Andai judul di atas ditanyakan kepada Kiai Ali Mustafa Yaqub (1952-2016) dan Prof. Quraish Shihab, mungkin jawaban yang akan diperoleh adalah “Sangat mungkin dan harus.” Tanpa mengingkari adanya perbedaan di antara Sunnah-Syiah ataupun NU-Wahabi, kedua tokoh ini mengajak kita untuk tidak melupakan adanya titik temu. Kiai Ali Mustafa Yaqub mewariskan gagasannya itu ke dalam buku yang berjudul “Titik Temu Wahabi-NU” (2015). Sedangkan Prof. Quraish Shihab dalam buku yang berjudul “Sunnah-Syiah Bergandengan Tangan! Mungkinkah?; Kajian atas Konsep dan Pemikiran” (2007).
Tanpa mengurangi rasa hormat kepada sebagian pihak yang hingga kini terus asyik mengulik-ulik perbedaan di antara NU-Wahabi ataupun Sunnah-Syiah (dalam batas tertentu, keasyikan ini juga perlu), baik kiranya jika kajian titik temu juga digaungkan. Mengimbangi kejenuhan dan kegundahan umat menyimak narasi benturan dan pembenturan di antara sesama umat Islam. Ujungnya, kita berharap masyarakat akan semakin dewasa dan cerdas. Bahwa perbedaan adalah sebuah keniscayaan. Namun, kita tetap dapat bergandeng tangan dengan perbedaan masing-masing. Kita dapat berjalan beriringan tanpa harus diseragamkan.
Terkait titik temu NU-Wahabi, buku Kiai Ali Mustafa Yaqub menarik untuk disimak. Di bagian awal buku setebal 119 halaman ini, kita akan disajikan sejarah singkat Wahabi dan NU. Lebih lanjut, Kiai Ali Mustafa Yaqub yang merupakan santri Tebuireng di bawah asuhan Kiai Idris Kamali (1887-1987) itu menguraikan penyebab kerenggangan Wahabi dan NU selama ini, baik faktor internal maupun eksternal.
Di antaranya adalah karena ada sebagian pihak dari keduanya yang tidak mau untuk saling memahami dan mengenal secara lebih dekat dan objektif. Di lembar-lembar berikutnya, kita akan ditunjukkan contok titik temu Wahabi-NU. Tersaji pula dialog silaturahmi 14 Februari 1987 antara delegasi PBNU yang dipimpin oleh Kiai Sahal Mahfudz (1937-2014) dengan Mufti Arab saudi, Syaikh Abdul Aziz bin Baz (1909-1999).

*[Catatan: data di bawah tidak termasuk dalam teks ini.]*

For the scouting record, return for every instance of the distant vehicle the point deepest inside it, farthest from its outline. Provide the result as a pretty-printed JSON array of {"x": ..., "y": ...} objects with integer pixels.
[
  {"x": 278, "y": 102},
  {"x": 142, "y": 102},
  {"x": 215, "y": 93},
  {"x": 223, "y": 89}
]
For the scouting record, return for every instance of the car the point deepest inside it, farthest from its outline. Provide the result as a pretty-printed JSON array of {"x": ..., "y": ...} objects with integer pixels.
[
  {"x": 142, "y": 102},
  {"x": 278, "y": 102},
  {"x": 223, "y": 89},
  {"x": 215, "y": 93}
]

Di sisi lain, buku Prof. Quraish Shihab mengajak kita untuk menilik titik temu Sunnah-Syiah. Termasuk di dalamnya adalah titik bersepakat untuk saling berbeda. Sebagai dua aliran besar yang lahir dalam masyarakat muslim, keduanya memiliki persamaan sekaligus perbedaan.
Hanya saja, Prof. Quraish menyayangkan selama ini sisi perbedaan lebih banyak diangkat dan dibicarakan. Bahkan dengan sengaja dijadikan sebagai benih permusuhan. Diwariskan dari satu generasi ke generasi berikutnya. Menarik jika kita berani secara objektif menyinggahi sisi perbedaan dan sekaligus sisi persamaannya. Mulai dari rukun Iman dan Islam kedua aliran, sikap terhadap para sahabat dan keluarga Nabi, hingga masalah furu’ (rincian cabang ajaran) dari keduanya.
Dengan demikian, kita akan terkayakan pandangan untuk memahami mengapa perbedaan itu ada.